Hingegen wird die Insurrektion wohl stets mit Arbeitsruhe verknüpft sein. Bei früheren Revolutionen, zur Zeit der Vorherrschaft der handwerksmäßigen Technik, mag die Arbeitsruhe freilich nur eine geringe Rolle gespielt haben, denn die unterbrochene Handwerksarbeit läßt sich nicht allzuschwer wieder aufnehmen, und wo etwa doch eine ernstliche Störung eintrat, berührte diese, wegen der Enge des Marktgebiets, nur einen verhältnismäßig kleinen Kreis; bei der heutigen industriellen Entwicklung aber dürfte die Revolution fast notwendig mit dem Klassenstreik verbunden sein.[134]
[134] Ein Beispiel hierfür scheint die russ. Revolution zu bieten.

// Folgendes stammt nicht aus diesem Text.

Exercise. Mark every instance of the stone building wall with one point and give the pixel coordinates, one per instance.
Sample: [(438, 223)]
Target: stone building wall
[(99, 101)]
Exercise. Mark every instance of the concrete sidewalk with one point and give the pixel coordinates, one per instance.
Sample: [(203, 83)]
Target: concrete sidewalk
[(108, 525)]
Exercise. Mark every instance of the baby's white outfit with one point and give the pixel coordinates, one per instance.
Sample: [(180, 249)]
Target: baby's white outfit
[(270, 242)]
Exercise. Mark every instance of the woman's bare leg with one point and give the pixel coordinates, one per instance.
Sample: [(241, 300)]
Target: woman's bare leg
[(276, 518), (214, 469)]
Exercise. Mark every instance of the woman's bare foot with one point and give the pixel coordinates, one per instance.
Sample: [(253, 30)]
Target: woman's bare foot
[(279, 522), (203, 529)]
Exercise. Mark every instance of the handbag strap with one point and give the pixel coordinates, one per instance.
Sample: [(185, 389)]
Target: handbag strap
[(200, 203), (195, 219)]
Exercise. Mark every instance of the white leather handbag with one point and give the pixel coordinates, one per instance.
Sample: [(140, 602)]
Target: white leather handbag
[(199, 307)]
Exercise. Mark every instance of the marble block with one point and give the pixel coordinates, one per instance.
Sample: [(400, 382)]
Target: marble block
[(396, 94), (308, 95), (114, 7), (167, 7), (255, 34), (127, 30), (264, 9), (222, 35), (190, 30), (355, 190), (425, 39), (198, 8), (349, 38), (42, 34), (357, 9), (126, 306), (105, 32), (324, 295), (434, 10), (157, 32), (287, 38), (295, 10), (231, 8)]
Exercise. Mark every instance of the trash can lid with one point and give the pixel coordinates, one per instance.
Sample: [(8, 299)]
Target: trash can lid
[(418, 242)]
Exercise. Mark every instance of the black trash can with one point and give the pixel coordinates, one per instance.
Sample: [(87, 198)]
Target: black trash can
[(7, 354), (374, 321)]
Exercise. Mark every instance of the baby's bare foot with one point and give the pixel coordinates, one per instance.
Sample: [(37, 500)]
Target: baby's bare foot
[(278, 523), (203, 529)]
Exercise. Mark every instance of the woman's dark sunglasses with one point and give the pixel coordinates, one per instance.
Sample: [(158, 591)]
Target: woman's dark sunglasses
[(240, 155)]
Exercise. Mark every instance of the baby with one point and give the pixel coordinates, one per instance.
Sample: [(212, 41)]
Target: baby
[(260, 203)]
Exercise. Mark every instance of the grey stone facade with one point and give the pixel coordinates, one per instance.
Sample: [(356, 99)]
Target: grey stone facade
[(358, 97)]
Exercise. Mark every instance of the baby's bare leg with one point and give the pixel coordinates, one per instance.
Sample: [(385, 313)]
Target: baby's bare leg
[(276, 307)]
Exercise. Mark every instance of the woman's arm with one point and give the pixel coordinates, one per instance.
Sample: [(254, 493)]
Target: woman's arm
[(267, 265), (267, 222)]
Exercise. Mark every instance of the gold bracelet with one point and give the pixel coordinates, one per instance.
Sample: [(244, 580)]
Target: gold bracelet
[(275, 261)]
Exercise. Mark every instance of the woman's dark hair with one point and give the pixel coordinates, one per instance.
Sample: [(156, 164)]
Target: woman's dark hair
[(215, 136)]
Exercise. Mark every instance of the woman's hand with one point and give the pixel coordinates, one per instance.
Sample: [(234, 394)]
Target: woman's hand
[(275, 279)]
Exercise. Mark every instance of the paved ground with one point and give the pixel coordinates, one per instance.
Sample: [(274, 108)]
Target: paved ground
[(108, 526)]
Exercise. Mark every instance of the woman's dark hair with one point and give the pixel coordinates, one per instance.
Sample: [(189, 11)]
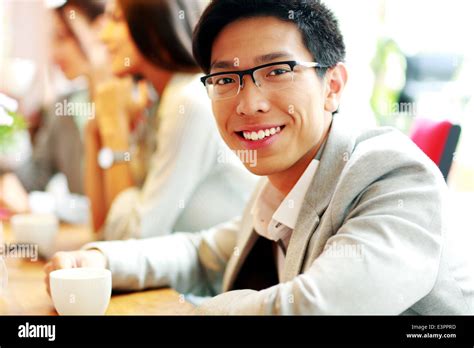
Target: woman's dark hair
[(316, 22), (162, 30), (91, 9)]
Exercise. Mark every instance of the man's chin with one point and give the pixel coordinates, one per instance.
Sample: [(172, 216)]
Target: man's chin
[(264, 168)]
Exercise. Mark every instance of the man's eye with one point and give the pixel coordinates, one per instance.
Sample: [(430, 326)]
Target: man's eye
[(276, 72), (224, 81)]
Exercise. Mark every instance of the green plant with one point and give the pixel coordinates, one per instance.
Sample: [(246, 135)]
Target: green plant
[(10, 124)]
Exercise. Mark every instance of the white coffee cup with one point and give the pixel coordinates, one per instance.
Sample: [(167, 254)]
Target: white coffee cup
[(37, 229), (81, 291)]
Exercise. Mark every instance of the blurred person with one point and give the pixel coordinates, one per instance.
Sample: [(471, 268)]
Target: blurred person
[(59, 145), (344, 222), (191, 181)]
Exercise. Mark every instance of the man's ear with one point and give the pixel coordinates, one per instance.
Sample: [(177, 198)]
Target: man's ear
[(336, 79)]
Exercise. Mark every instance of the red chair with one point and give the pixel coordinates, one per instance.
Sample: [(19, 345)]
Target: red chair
[(438, 140)]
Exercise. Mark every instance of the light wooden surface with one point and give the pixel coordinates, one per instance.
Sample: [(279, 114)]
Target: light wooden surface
[(26, 292)]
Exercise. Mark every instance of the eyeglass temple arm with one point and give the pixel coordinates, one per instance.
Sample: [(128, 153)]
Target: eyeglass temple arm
[(313, 65)]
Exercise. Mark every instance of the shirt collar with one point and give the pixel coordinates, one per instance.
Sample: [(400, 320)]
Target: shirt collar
[(274, 214)]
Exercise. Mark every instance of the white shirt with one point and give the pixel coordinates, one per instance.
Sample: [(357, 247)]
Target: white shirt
[(275, 216)]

Neben der Verweigerung der Produktionskraft des Proletariats tritt die allgemeine Zurückziehung seiner Konsumkraft aus dem bürgerlichen Wirtschaftsleben sowohl wegen der geringen proletarischen Kaufkraft, als auch wegen der fast unüberwindlichen Schwierigkeiten selbständiger Verproviantierung an Bedeutung vollständig zurück.[135] — Praktisch ebenso erfolglos ist die Zurückhaltung von Leistungen gegenüber dem Staat, sei es auf dem legalen Weg der parlamentarischen Steuerverweigerung oder des Boykotts steuerbelasteter Waren,[136] sei es in rechtswidriger Weise durch die militärische Dienstverweigerung oder eigenmächtige Steuerverweigerung.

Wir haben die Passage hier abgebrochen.